Hitchhiking?  Aren’t you afraid?  Well, initially, especially since we had never done it.  But soon it was a very comfortable way to travel. Most of the roads that we had to hitch were traveled mainly by locals who knew what we were doing (even now we wouldn’t consider hitching at an Interstate rest stop).  Rarely did we get picked up by anyone who wasn’t aware of the trail and hikers.

What’s the next adventure? What’s next on the bucket list? What are you going to do to top this?  Neither one of us have a bucket list, instead taking things as they come.  We’ll continue to live and do the things we enjoy without a need to “top this”.

When are you doing the AT/CDT, or your next thru-hike.? We aren’t.  We enjoyed our experience, but won’t do one like that again.  Instead, we see the value in shorter section hikes of up to a month where we don’t feel the need to crank out 25+ mile days just to finish.  It will be nice to do 12-15 mile days where we would have the time to swim in all of those lakes that we passed.

Thank you to all of you that supported us along the way!

Wet to the End

With hope of drying out overnight, we slept hard.  That is, until the rain woke us up and we had to close up the tent.

Will we ever learn?

Luckily the rain was short-lived, but the rapid cool down afterwards meant plenty of condensation. We were going to remain soaked.

Any chance of viewing the Sky Lakes below us was short-lived as the clouds moved back in.  But it made for some beautiful hiking.


A full day in the forest as we approached Mount McLoughlin, a very Fuji-esque ancient volcano that is always prominent in the southern Oregon sky.  But we wouldn’t see much of it, thanks to the clouds and trees. By late afternoon we were on the lower flanks of the mountain and too close to see it.
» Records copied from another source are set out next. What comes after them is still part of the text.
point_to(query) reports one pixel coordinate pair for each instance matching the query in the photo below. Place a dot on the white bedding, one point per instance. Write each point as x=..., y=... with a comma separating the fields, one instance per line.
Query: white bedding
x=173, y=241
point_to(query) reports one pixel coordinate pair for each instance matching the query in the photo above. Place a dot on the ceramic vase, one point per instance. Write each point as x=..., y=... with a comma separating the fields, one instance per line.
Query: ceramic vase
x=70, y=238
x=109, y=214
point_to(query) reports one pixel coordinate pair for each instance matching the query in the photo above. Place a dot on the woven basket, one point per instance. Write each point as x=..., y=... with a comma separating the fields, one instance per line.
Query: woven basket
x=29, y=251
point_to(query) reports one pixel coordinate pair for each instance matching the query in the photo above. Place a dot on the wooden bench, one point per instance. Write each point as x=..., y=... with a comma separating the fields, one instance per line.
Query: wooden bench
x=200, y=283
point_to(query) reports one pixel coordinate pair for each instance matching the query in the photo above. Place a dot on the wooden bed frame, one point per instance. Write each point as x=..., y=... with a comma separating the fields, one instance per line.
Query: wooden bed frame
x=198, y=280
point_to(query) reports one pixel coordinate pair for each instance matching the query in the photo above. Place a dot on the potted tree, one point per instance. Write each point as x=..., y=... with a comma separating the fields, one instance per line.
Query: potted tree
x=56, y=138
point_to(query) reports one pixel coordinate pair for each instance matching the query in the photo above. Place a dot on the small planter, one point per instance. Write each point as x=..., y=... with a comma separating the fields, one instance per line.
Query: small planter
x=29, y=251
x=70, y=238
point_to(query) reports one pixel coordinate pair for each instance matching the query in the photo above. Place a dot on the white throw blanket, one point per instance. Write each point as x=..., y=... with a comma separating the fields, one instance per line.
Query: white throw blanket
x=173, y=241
Day 190 – 22 / 2,572 (1,771)

A few thousand feet lower than we were the morning before, the tent finally dried out overnight.  But clouds meant that we still wouldn’t see Mount McLoughlin as we hiked south.

So imagine, if you will…


Here’s a view of the mountain from Lake of the Woods, just a few miles east of the trail, taken in summer of ’14.

The clouds remained, occasionally threatening rain, but only occasionally spitting.  The cool weather helped motivate us to keep moving.  That and a lunchtime visit with our trail angel Salt Lick.

One nice thing about getting closer to home is that we get more frequent visits by friends.  That’s handy, especially as we near the end and are constantly wet.  Demoralizing conditions offset by friends.

Soon we met up with Salt Lick, hiked to the next trailhead where he had lunch waiting for us, then more miles down the trail with him as we kept moving.

The rain started again.

Several miles down trail, we bid farewell to Salt Lick as he had to turn around to get back to his car.  We had miles to go, only covering half of our day’s goal by mid-afternoon. The rain started coming down harder, motivating us to move faster.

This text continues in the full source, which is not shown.